This study investigates the critical intersection between executive tenure dynamics and corporate financial stability, offering a nuanced understanding of how the career horizons of chief executive officers (CEOs) influence the risk of abrupt stock price declines. It also investigates how moderating factors such as CEO pay regulation, CEO shareholding and ownership structure, particularly the distinction between local and central state-owned enterprises (SOEs), influence the impact of career horizons on stock price crash risk (SPCR).
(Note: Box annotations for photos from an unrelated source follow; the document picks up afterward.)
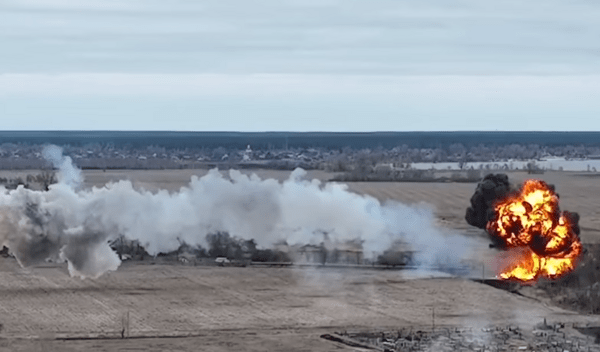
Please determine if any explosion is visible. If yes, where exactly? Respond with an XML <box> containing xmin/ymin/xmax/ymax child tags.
<box><xmin>486</xmin><ymin>180</ymin><xmax>582</xmax><ymax>282</ymax></box>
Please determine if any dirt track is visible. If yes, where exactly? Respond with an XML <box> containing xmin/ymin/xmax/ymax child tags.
<box><xmin>0</xmin><ymin>259</ymin><xmax>596</xmax><ymax>351</ymax></box>
<box><xmin>0</xmin><ymin>170</ymin><xmax>600</xmax><ymax>352</ymax></box>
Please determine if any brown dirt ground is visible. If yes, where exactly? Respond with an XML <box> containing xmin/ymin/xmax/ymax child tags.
<box><xmin>0</xmin><ymin>170</ymin><xmax>600</xmax><ymax>352</ymax></box>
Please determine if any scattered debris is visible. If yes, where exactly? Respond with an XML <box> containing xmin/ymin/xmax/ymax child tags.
<box><xmin>321</xmin><ymin>322</ymin><xmax>600</xmax><ymax>352</ymax></box>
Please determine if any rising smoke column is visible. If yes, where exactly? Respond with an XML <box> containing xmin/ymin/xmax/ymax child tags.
<box><xmin>0</xmin><ymin>148</ymin><xmax>478</xmax><ymax>277</ymax></box>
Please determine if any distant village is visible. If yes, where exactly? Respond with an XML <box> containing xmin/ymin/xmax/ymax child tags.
<box><xmin>0</xmin><ymin>143</ymin><xmax>600</xmax><ymax>173</ymax></box>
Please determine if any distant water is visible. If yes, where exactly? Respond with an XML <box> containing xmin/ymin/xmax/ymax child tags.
<box><xmin>0</xmin><ymin>131</ymin><xmax>600</xmax><ymax>149</ymax></box>
<box><xmin>411</xmin><ymin>158</ymin><xmax>600</xmax><ymax>172</ymax></box>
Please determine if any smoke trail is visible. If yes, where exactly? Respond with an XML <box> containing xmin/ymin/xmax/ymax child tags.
<box><xmin>42</xmin><ymin>145</ymin><xmax>83</xmax><ymax>187</ymax></box>
<box><xmin>0</xmin><ymin>149</ymin><xmax>478</xmax><ymax>277</ymax></box>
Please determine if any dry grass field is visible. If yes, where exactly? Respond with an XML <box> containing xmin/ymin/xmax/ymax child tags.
<box><xmin>0</xmin><ymin>170</ymin><xmax>600</xmax><ymax>352</ymax></box>
<box><xmin>79</xmin><ymin>170</ymin><xmax>600</xmax><ymax>243</ymax></box>
<box><xmin>0</xmin><ymin>259</ymin><xmax>595</xmax><ymax>351</ymax></box>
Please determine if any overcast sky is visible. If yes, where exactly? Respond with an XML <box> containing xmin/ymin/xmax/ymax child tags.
<box><xmin>0</xmin><ymin>0</ymin><xmax>600</xmax><ymax>131</ymax></box>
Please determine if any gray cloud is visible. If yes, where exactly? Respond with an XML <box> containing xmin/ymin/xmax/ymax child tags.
<box><xmin>0</xmin><ymin>0</ymin><xmax>600</xmax><ymax>74</ymax></box>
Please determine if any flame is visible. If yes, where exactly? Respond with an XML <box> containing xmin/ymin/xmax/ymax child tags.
<box><xmin>487</xmin><ymin>180</ymin><xmax>582</xmax><ymax>282</ymax></box>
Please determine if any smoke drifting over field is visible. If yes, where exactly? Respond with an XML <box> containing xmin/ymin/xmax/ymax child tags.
<box><xmin>0</xmin><ymin>147</ymin><xmax>478</xmax><ymax>277</ymax></box>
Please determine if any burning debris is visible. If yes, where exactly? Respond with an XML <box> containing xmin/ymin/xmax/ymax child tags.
<box><xmin>487</xmin><ymin>180</ymin><xmax>582</xmax><ymax>282</ymax></box>
<box><xmin>466</xmin><ymin>174</ymin><xmax>582</xmax><ymax>282</ymax></box>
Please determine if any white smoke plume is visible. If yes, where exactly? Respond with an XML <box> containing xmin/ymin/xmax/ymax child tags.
<box><xmin>42</xmin><ymin>145</ymin><xmax>83</xmax><ymax>187</ymax></box>
<box><xmin>0</xmin><ymin>147</ymin><xmax>478</xmax><ymax>277</ymax></box>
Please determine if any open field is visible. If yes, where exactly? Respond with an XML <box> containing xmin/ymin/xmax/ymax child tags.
<box><xmin>68</xmin><ymin>170</ymin><xmax>600</xmax><ymax>243</ymax></box>
<box><xmin>0</xmin><ymin>259</ymin><xmax>600</xmax><ymax>351</ymax></box>
<box><xmin>0</xmin><ymin>170</ymin><xmax>600</xmax><ymax>352</ymax></box>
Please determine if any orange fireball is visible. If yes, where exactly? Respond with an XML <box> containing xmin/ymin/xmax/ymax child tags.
<box><xmin>487</xmin><ymin>180</ymin><xmax>582</xmax><ymax>282</ymax></box>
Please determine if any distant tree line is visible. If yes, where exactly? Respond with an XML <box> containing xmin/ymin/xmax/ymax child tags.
<box><xmin>0</xmin><ymin>143</ymin><xmax>600</xmax><ymax>174</ymax></box>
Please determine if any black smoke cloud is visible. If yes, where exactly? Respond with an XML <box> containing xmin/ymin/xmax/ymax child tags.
<box><xmin>465</xmin><ymin>174</ymin><xmax>580</xmax><ymax>244</ymax></box>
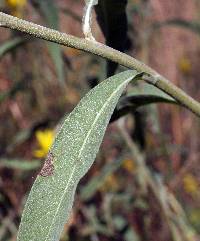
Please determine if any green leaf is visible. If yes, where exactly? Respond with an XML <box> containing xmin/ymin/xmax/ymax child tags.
<box><xmin>36</xmin><ymin>0</ymin><xmax>64</xmax><ymax>84</ymax></box>
<box><xmin>0</xmin><ymin>159</ymin><xmax>41</xmax><ymax>171</ymax></box>
<box><xmin>81</xmin><ymin>159</ymin><xmax>124</xmax><ymax>201</ymax></box>
<box><xmin>17</xmin><ymin>70</ymin><xmax>138</xmax><ymax>241</ymax></box>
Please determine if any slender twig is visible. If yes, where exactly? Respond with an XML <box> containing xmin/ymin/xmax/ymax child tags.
<box><xmin>0</xmin><ymin>12</ymin><xmax>200</xmax><ymax>117</ymax></box>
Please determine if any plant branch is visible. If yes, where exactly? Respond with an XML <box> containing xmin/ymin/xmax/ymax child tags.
<box><xmin>0</xmin><ymin>12</ymin><xmax>200</xmax><ymax>117</ymax></box>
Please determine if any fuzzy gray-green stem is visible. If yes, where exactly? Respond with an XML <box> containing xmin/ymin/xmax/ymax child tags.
<box><xmin>0</xmin><ymin>12</ymin><xmax>200</xmax><ymax>117</ymax></box>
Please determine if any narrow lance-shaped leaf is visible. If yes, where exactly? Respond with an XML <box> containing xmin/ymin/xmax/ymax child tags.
<box><xmin>17</xmin><ymin>70</ymin><xmax>141</xmax><ymax>241</ymax></box>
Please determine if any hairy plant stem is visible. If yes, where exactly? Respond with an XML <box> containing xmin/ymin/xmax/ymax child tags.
<box><xmin>0</xmin><ymin>12</ymin><xmax>200</xmax><ymax>117</ymax></box>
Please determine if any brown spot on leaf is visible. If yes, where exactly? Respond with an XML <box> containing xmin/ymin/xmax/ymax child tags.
<box><xmin>39</xmin><ymin>152</ymin><xmax>54</xmax><ymax>177</ymax></box>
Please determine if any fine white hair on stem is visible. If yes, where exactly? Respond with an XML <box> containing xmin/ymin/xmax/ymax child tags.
<box><xmin>82</xmin><ymin>0</ymin><xmax>98</xmax><ymax>41</ymax></box>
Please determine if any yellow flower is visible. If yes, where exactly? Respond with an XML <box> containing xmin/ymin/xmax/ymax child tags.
<box><xmin>33</xmin><ymin>129</ymin><xmax>55</xmax><ymax>158</ymax></box>
<box><xmin>6</xmin><ymin>0</ymin><xmax>26</xmax><ymax>8</ymax></box>
<box><xmin>122</xmin><ymin>159</ymin><xmax>136</xmax><ymax>172</ymax></box>
<box><xmin>183</xmin><ymin>174</ymin><xmax>199</xmax><ymax>195</ymax></box>
<box><xmin>178</xmin><ymin>57</ymin><xmax>192</xmax><ymax>74</ymax></box>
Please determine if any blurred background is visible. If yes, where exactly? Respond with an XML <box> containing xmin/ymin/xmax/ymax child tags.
<box><xmin>0</xmin><ymin>0</ymin><xmax>200</xmax><ymax>241</ymax></box>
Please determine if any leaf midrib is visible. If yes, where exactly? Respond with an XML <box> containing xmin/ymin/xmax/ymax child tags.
<box><xmin>45</xmin><ymin>77</ymin><xmax>133</xmax><ymax>241</ymax></box>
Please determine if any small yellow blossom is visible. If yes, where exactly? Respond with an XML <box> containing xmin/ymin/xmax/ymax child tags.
<box><xmin>122</xmin><ymin>159</ymin><xmax>136</xmax><ymax>172</ymax></box>
<box><xmin>33</xmin><ymin>129</ymin><xmax>55</xmax><ymax>158</ymax></box>
<box><xmin>6</xmin><ymin>0</ymin><xmax>26</xmax><ymax>8</ymax></box>
<box><xmin>178</xmin><ymin>57</ymin><xmax>192</xmax><ymax>74</ymax></box>
<box><xmin>183</xmin><ymin>174</ymin><xmax>199</xmax><ymax>195</ymax></box>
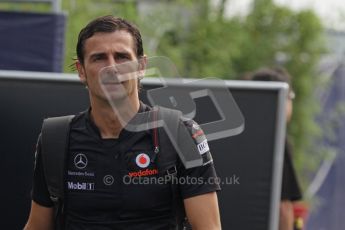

Design/methodology/approach

The research employs a comprehensive dataset comprising Chinese A-share listed firms from 2007 to 2022. It utilizes advanced econometric techniques to ensure robust findings, including propensity score matching (PSM) to address selection bias, placebo tests to validate causality and the system generalized method of moments (SysGMM) to account for endogeneity.

Findings

The findings reveal that CEOs with shorter career horizons (CCH) are significantly associated with higher SPCR. This counterintuitive outcome is attributed to their risk-averse tendencies, which, while aimed at mitigating uncertainty, inadvertently lead to overly stringent risk control measures. The study further identifies that CEO pay regulation and shareholding both moderate and reduce the impact of career horizons on SPCR. Specifically, the presence of CEO pay regulation and higher CEO shareholding in their respective firms are associated with a diminished SPCR. Moreover, the influence of CCH is more pronounced in non-SOEs compared to SOEs. Within SOEs, the effect is stronger in local SOEs than in central SOEs, reflecting differences in governance mechanisms and regulatory oversight.

Practical implications

This study highlights the risks linked to CCH, offering important guidance for policymakers and corporate boards. Boards should adopt governance tools like deferred compensation, performance-based incentives and equity ownership to curb short-termism and opportunistic behavior. Regulators, meanwhile, should strengthen transparency around CEO succession, compensation and insider trading and enforce policies such as clawbacks and limits on short-term stock option exercises.

Originality/value

This research contributes to the literature by bridging the gap between CEO tenure dynamics and corporate financial stability, offering a fresh perspective on the drivers of SPCR. By examining the moderating roles of CEO pay regulations and shareholding structures, the study provides a holistic view of the interplay between executive decision-making, governance mechanisms and financial risk. The robust methodological framework and firm ownership sub-sample analysis enhance the credibility and generalizability of the findings, making the study a valuable resource for scholars and practitioners in corporate governance and financial management.